# How does conservation of energy work?

I understand that the law of conservation of energy states that energy cannot be created or destroyed, it can only change from one form to another. This means that the total energy before a certain event that involves getting work done, will be the same after the event is over. So lets say i have an object of mass $M$ and i put it on the palm of my hand and i move it up by a distance of $H$ with a constant velocity $V_1$ That means that when i stop lifting the object after reaching the desired height, all the kinetic energy $\frac {MV_1^2}2$ would have been transformed to gravitational potential energy $MgH$ but since the law of conservation of energy does not take time under consideration, that would mean that if I try lifting the object again for the same distance but with greater velocity $V_2$ (not great enough for the object to leave my hand after i stop) then the kinetic energy of the object would be $\frac {MV_2^2}2$ which is greater than what it was the first time. however, the gravitational potential energy would still remain the same in both cases. So where did the extra energy go?

• The extra energy is spent by your body on accelerating your hand quicker Apr 11, 2016 at 6:35

The answer is to do with what happens when you stop moving the object upwards. You say that the upwards velocity is 'low enough that it does not leave your hand': the only value of velocity for which that is true is $0$. What this means is that, if at time $t_0$ the object is being moved upwards with velocity $v_0$ and is at $h_0$, and you suddenly stop pushing on it, then it will, of course, continue upwards with a velocity $v(t) = v_0 - g(t-t_0)$ and height $h(t) = h_0 + v_0 (t- t_0) - g(t-t_0)^2/2$.

Well, you can solve these equations for the maximum height reached, which is $h_0 + v_0^2/(2g)$. And not surprisingly there is just enough extra potential energy there to account for the kinetic energy it had at $t_0$.

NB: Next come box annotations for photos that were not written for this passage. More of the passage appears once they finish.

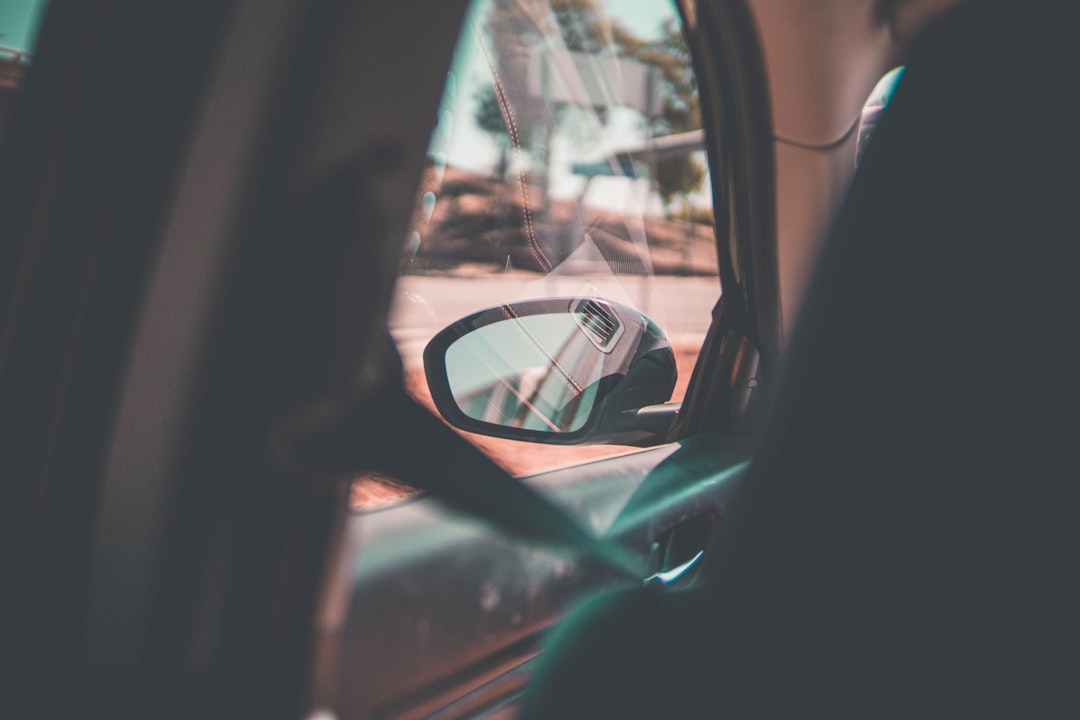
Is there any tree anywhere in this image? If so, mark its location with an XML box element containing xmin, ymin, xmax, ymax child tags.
<box><xmin>473</xmin><ymin>84</ymin><xmax>510</xmax><ymax>180</ymax></box>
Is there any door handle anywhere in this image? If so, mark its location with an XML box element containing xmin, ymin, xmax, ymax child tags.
<box><xmin>644</xmin><ymin>551</ymin><xmax>705</xmax><ymax>585</ymax></box>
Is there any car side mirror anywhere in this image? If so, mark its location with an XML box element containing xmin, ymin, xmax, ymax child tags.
<box><xmin>423</xmin><ymin>297</ymin><xmax>678</xmax><ymax>446</ymax></box>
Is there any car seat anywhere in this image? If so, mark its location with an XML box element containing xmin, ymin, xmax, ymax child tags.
<box><xmin>525</xmin><ymin>0</ymin><xmax>1080</xmax><ymax>718</ymax></box>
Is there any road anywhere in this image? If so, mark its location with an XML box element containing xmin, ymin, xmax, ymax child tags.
<box><xmin>390</xmin><ymin>272</ymin><xmax>719</xmax><ymax>369</ymax></box>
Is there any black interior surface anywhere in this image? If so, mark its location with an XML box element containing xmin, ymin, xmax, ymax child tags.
<box><xmin>526</xmin><ymin>2</ymin><xmax>1078</xmax><ymax>718</ymax></box>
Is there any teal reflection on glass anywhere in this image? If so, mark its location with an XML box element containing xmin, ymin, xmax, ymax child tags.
<box><xmin>446</xmin><ymin>308</ymin><xmax>605</xmax><ymax>433</ymax></box>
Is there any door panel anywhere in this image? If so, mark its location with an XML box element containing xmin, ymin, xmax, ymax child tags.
<box><xmin>337</xmin><ymin>436</ymin><xmax>747</xmax><ymax>718</ymax></box>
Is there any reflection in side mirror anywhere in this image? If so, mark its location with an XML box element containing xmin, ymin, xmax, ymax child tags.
<box><xmin>423</xmin><ymin>298</ymin><xmax>677</xmax><ymax>445</ymax></box>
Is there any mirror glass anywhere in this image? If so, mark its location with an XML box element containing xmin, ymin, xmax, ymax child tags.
<box><xmin>446</xmin><ymin>305</ymin><xmax>622</xmax><ymax>433</ymax></box>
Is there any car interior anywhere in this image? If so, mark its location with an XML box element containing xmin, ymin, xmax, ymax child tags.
<box><xmin>0</xmin><ymin>0</ymin><xmax>1080</xmax><ymax>720</ymax></box>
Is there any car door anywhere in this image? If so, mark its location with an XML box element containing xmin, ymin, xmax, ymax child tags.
<box><xmin>0</xmin><ymin>0</ymin><xmax>779</xmax><ymax>717</ymax></box>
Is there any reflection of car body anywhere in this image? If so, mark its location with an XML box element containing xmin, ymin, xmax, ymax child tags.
<box><xmin>6</xmin><ymin>0</ymin><xmax>1076</xmax><ymax>718</ymax></box>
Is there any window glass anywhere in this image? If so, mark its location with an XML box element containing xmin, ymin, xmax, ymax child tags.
<box><xmin>0</xmin><ymin>0</ymin><xmax>46</xmax><ymax>145</ymax></box>
<box><xmin>358</xmin><ymin>0</ymin><xmax>720</xmax><ymax>507</ymax></box>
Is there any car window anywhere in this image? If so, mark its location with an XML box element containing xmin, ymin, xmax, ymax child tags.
<box><xmin>0</xmin><ymin>0</ymin><xmax>48</xmax><ymax>147</ymax></box>
<box><xmin>358</xmin><ymin>0</ymin><xmax>720</xmax><ymax>507</ymax></box>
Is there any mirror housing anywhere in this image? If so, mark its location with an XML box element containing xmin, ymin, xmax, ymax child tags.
<box><xmin>423</xmin><ymin>297</ymin><xmax>678</xmax><ymax>446</ymax></box>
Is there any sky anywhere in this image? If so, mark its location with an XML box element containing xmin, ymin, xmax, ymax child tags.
<box><xmin>430</xmin><ymin>0</ymin><xmax>712</xmax><ymax>213</ymax></box>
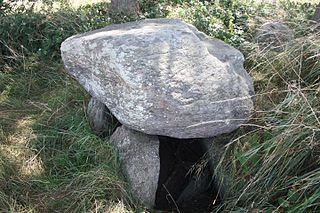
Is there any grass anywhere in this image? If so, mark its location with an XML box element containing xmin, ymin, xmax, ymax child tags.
<box><xmin>0</xmin><ymin>1</ymin><xmax>320</xmax><ymax>212</ymax></box>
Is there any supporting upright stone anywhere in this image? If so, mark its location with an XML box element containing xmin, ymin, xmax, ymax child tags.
<box><xmin>111</xmin><ymin>126</ymin><xmax>160</xmax><ymax>207</ymax></box>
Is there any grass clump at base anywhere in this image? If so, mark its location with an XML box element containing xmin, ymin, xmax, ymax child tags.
<box><xmin>0</xmin><ymin>0</ymin><xmax>320</xmax><ymax>212</ymax></box>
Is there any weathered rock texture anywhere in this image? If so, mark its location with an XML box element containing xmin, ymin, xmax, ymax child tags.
<box><xmin>61</xmin><ymin>19</ymin><xmax>254</xmax><ymax>138</ymax></box>
<box><xmin>111</xmin><ymin>126</ymin><xmax>160</xmax><ymax>207</ymax></box>
<box><xmin>256</xmin><ymin>21</ymin><xmax>294</xmax><ymax>47</ymax></box>
<box><xmin>87</xmin><ymin>98</ymin><xmax>118</xmax><ymax>136</ymax></box>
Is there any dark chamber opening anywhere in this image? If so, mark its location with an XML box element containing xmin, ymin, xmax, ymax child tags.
<box><xmin>155</xmin><ymin>136</ymin><xmax>220</xmax><ymax>212</ymax></box>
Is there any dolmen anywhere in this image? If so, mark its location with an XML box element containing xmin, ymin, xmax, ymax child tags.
<box><xmin>61</xmin><ymin>19</ymin><xmax>254</xmax><ymax>210</ymax></box>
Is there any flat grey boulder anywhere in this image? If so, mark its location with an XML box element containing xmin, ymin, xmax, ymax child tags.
<box><xmin>110</xmin><ymin>126</ymin><xmax>160</xmax><ymax>207</ymax></box>
<box><xmin>61</xmin><ymin>19</ymin><xmax>254</xmax><ymax>138</ymax></box>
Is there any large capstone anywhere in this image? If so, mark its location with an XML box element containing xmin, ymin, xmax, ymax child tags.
<box><xmin>61</xmin><ymin>19</ymin><xmax>254</xmax><ymax>138</ymax></box>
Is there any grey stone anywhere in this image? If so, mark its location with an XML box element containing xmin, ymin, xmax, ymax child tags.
<box><xmin>111</xmin><ymin>126</ymin><xmax>160</xmax><ymax>207</ymax></box>
<box><xmin>256</xmin><ymin>21</ymin><xmax>294</xmax><ymax>47</ymax></box>
<box><xmin>61</xmin><ymin>19</ymin><xmax>254</xmax><ymax>138</ymax></box>
<box><xmin>87</xmin><ymin>98</ymin><xmax>118</xmax><ymax>136</ymax></box>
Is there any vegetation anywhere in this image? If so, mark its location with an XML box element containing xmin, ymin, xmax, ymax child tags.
<box><xmin>0</xmin><ymin>0</ymin><xmax>320</xmax><ymax>212</ymax></box>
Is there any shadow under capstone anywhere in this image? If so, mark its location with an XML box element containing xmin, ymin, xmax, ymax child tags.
<box><xmin>155</xmin><ymin>136</ymin><xmax>220</xmax><ymax>212</ymax></box>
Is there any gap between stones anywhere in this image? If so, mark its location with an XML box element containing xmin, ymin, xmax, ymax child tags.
<box><xmin>155</xmin><ymin>136</ymin><xmax>221</xmax><ymax>212</ymax></box>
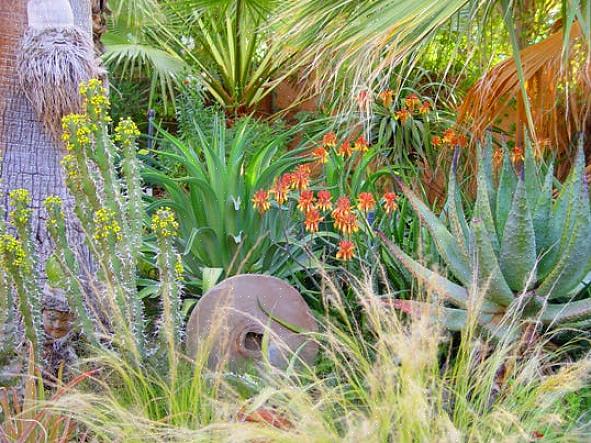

• This does not make sense. If i grab an object, lets say a cup, and i take five minutes lifting it to a distance of 50 cm then it would not leave my hand when i stop. if i lift the same cup for the same distance and i only spent 3 minutes this time, the velocity wold be higher than the first time, but it won't be high enough for it to leave my hand right? Apr 12, 2016 at 9:22
• @user3769877: the reason it doesn't leave your hand is because, at the top of the lift, you accelerated your hand downwards with an acceleration whose absolute value is less than $g$ (assuming the object is just resting on your hand). At the very top of the lift the upward velocity was just $0$. During the period of the acceleration, the force exerted on your hand by the object is $m(g-a(t))$, where $a(t)$ is acceleration (+ve down), and if you integrate this suitably you'll find the same difference in work as above. If the acceleration is greater than $g$ then you have thrown the object.
– user107153
Apr 12, 2016 at 9:51

If you lift a book, then you are doing work on it. You are actually spending work on raising it's kinetic energy and on lifting it up.

$$U=K+W$$

When you reach some height and stop, then all the work done is what determines your height. If you move your hand faster in order to speed up the book to a larger kinetic energy, then you've spent more work on that and can spent less work on the lifting. In total the final height and therefore potential energy and therefore the sum of kinetic energy reached and further work done by your hand is the same.

If you happen to do so much work on the book to speed it up, that it's kinetic energy is larger than the potential energy that fits the desired height, then the book will lift off from your hand and fly a bit higher when you stop, to indeed reach this height.